- Aug 17, 2005
- Reaction score
- Political Leaning
- Very Conservative
Falangist said:And you will be seeing a good lot of me my anarchic friend. It is too bad there is no chatroom because we could really go at it.
Oh I'm not an anarchist I'm a republicanist libertarian. My anarchist colleagues are just as misguided as the socialists:
Individual Liberty, Society, and the Role of the State:
The major problem with modern individualism which Bellah et al. illustrate quite clearly in "Habits of the Heart," is one which arises when individuality becomes more important than the society as a whole and to this end creates a situation where not only is the society harmed but also the well being of the individual. It stands to reason that, because the individual does not live in a vacuum but rather in an interconnected societal structure in which the actions of the individual will ultimately affect the society as a whole then certain restrictions on the individual can justly be set in place in order to have a functioning society. Bella et al would argue that these necessary restrictions were once set in place through institutions; such as, the church and the state but as modern individualism and the focus on utilitarianism became more prevalent to the neglect of biblical individualism and classical republicanism that there is no longer a guiding source of morality as a framework for how the individual should interact with the society around them. Furthermore; if the individual is only conscious of himself then how can it reasonably be expected of him to consider the consequences of his actions on the rest of society?
To illustrate why this problem of modern individualism taking the place of classical republicanism is so important we can use one of the more extreme theories of individual liberty and property called anarcho-capitalism. The anarcho capitalist would assert that the state itself is an unjust monopoly which derives its power through the forced taxation of the citizenry and if one were to adopt the economic policies of total deregulation then the invisible hand of the market could take the place of the state; resulting in true liberty. The Anarcho Capitalist would claim that the state can be abolished, because it is assumed that through the individual doing what is most profitable for himself and in his own self interests that this would ultimately be good for the society as a whole, in that, it stands to reason that it is of course not profitable for a business owner, to say, poison his consumers through a flawed product. Yet, what this anarcho-capitalist model fails to take into account is that which is good for one individual is not always good for the society as a whole. To illustrate this point one could take into consideration that what would be in the best interests of the business owner would be for him to automate all production. This would certainly increase his production capacity and, also, his profit margin by reducing the amount he has to allocate to wages… but at what cost? Well of course that negative impact can clearly be seen in the workers who are now found jobless. So while the individual who owns this hypothetical business would benefit through increasing his net gain by decreasing wage costs, and the individual consumer would benefit through the decrease in prices which would inevitably result through the laws of supply and demand, the individual worker is now left jobless and destitute.

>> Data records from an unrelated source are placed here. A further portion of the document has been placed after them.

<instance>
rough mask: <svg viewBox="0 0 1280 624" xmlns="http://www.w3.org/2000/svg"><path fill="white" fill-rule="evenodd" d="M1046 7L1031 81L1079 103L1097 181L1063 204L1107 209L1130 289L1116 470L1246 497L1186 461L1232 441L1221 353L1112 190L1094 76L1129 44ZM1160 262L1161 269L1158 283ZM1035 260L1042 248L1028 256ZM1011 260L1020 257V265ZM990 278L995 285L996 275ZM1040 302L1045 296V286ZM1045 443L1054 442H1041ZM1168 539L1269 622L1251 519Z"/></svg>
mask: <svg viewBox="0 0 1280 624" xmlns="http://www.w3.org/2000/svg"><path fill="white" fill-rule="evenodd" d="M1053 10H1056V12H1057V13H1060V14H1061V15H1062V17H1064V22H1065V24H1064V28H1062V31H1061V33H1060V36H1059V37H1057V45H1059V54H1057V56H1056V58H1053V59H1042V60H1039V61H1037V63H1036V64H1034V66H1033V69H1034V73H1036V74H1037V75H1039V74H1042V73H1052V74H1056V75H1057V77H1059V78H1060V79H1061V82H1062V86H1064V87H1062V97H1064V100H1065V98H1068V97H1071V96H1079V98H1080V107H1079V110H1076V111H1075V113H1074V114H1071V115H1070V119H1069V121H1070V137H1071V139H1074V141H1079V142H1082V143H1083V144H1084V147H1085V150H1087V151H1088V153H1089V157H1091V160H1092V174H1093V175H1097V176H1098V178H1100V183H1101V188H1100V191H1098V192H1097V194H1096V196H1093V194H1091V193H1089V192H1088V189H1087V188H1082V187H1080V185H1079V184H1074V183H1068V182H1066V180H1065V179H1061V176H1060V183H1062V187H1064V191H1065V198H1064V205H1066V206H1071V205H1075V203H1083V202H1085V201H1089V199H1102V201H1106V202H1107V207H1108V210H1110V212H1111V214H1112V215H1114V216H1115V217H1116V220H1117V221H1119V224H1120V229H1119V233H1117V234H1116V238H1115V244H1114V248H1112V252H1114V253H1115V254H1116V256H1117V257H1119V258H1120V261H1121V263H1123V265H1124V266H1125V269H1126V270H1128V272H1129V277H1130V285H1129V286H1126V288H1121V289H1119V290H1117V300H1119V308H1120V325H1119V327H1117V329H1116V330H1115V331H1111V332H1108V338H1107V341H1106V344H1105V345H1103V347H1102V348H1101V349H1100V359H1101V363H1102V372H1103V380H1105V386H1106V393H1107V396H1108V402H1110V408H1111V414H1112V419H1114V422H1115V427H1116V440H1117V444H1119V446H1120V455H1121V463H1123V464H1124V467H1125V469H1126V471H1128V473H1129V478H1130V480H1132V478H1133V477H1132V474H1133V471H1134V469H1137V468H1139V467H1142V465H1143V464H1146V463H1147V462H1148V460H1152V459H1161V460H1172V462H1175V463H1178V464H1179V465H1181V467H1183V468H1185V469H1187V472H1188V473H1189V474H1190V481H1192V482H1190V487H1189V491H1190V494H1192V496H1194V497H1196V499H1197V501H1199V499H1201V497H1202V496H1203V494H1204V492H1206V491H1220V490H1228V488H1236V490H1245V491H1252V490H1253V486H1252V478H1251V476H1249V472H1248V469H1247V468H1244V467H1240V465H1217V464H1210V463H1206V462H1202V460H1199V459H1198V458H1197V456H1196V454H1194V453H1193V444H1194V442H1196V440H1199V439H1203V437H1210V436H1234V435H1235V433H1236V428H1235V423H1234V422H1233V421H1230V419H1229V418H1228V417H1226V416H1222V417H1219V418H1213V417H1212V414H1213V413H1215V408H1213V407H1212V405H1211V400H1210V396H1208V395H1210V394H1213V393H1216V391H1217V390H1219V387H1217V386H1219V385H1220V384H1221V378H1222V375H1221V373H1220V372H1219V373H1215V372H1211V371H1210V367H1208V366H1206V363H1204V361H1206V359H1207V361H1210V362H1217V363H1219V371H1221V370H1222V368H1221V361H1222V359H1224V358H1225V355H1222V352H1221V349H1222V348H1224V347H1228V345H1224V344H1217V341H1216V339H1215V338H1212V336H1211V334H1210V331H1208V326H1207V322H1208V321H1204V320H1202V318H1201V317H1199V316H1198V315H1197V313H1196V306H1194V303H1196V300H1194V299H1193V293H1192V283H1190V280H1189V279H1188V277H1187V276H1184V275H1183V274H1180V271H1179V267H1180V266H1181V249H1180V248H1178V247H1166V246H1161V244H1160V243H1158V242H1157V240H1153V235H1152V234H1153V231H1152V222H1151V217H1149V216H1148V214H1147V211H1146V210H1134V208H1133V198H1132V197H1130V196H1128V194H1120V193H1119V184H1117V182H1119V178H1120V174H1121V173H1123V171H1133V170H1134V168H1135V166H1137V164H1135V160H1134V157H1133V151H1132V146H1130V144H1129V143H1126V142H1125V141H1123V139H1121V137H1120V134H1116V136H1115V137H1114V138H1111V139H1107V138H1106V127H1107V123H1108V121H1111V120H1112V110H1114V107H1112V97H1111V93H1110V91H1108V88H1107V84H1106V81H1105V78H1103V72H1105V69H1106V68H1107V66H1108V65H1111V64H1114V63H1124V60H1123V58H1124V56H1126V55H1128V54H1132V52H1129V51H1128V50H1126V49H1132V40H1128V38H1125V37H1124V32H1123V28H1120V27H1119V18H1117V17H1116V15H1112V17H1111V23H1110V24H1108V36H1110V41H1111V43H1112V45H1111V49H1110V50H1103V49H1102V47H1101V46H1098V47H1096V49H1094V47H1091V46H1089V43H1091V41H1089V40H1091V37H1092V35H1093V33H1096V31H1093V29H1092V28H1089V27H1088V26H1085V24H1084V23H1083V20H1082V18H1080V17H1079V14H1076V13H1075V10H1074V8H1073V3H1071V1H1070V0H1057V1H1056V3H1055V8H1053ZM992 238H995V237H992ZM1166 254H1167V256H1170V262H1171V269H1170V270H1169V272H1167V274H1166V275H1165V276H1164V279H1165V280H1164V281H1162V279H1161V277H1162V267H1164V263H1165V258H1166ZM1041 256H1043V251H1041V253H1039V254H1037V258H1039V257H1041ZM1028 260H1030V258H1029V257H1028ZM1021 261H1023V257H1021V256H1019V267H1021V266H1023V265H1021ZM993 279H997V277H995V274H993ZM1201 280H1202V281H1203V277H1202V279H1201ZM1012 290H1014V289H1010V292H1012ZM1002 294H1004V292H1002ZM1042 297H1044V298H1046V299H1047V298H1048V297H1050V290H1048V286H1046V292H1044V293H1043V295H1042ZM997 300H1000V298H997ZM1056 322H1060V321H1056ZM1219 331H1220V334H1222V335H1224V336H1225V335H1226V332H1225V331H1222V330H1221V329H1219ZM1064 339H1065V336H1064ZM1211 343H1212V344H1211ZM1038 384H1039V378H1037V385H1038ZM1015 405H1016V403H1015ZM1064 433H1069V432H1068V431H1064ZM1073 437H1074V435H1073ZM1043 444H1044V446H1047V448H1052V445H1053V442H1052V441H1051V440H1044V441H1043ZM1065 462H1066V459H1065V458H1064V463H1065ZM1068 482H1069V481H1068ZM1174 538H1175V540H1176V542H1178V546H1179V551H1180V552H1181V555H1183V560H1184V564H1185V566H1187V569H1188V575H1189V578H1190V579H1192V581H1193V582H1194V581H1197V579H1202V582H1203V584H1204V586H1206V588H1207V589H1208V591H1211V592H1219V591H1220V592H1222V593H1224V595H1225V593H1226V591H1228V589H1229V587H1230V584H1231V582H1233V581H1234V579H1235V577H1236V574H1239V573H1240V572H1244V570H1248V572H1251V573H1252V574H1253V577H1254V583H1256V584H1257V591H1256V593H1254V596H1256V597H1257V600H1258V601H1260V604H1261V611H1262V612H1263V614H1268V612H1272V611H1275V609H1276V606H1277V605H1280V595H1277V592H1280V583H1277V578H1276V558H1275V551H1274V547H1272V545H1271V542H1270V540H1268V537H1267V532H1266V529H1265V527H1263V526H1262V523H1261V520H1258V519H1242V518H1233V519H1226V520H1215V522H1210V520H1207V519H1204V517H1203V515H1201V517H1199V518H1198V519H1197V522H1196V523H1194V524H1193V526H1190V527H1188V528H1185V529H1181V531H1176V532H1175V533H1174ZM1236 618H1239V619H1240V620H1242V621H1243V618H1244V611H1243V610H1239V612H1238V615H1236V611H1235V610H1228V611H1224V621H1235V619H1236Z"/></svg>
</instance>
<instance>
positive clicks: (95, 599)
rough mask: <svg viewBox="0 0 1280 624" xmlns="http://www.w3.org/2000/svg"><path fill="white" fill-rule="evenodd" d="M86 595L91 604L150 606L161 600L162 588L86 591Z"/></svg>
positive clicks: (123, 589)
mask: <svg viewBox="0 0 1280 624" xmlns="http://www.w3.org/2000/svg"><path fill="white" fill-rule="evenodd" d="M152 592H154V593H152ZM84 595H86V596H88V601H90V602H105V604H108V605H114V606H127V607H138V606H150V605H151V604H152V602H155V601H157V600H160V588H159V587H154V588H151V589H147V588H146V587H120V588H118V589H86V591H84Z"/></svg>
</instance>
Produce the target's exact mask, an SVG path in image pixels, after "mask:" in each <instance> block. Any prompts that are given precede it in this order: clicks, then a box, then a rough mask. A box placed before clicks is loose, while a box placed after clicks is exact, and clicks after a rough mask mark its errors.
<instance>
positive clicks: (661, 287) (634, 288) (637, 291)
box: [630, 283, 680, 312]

Now how does this disproportional focus on modern individualism to the neglect of classical republicanism relate to the practices of individualism in the United States? The best way to put it into perspective is through the context of the extremes on both sides of the spectrum. On one side of the spectrum we have totalitarianism in which the state is all powerful and individual liberty is non existent and on the other side we have anarchism in which the restrictive functions of the state have been totally abolished and unchecked individualism is the law of the land. Now how would this hypothetical anarchist societal structure function? Well let us first assume that the economic structure of any given society would remain intact and in the case of the United States it would continue to be Capitalism. Now that there is no longer a state to provide for services; such as, security, defense, and education there would now be a demand from the public for private companies to fill the void. The individual upon seeing that there was now a demand for him to provide this security, defense, education, etc., would begin to form privatized police, military, and educational institutions. Now that state regulation has been abolished there would no longer be any checks on monopolies. Individual companies each doing what is in their own economic interests would form into large conglomerates. So now a societal structure is beginning to form which in fact looks very state like. Not only has it taken on the form of the state but through the formation of these large conglomerates in which every aspect of society is controlled by a single entity the society has in fact become totalitarian in nature. In effect the individual liberty which the abolishment of the state was supposed to provide has been all but eliminated and in the place of a government of, by, and for the people, we are now left with a government of, by, and for the government. So we can see in this extreme example of how a focus solely on the individual while ignoring the effect that this individual will have on the society as a whole can in actuality create the opposite of the intended effect.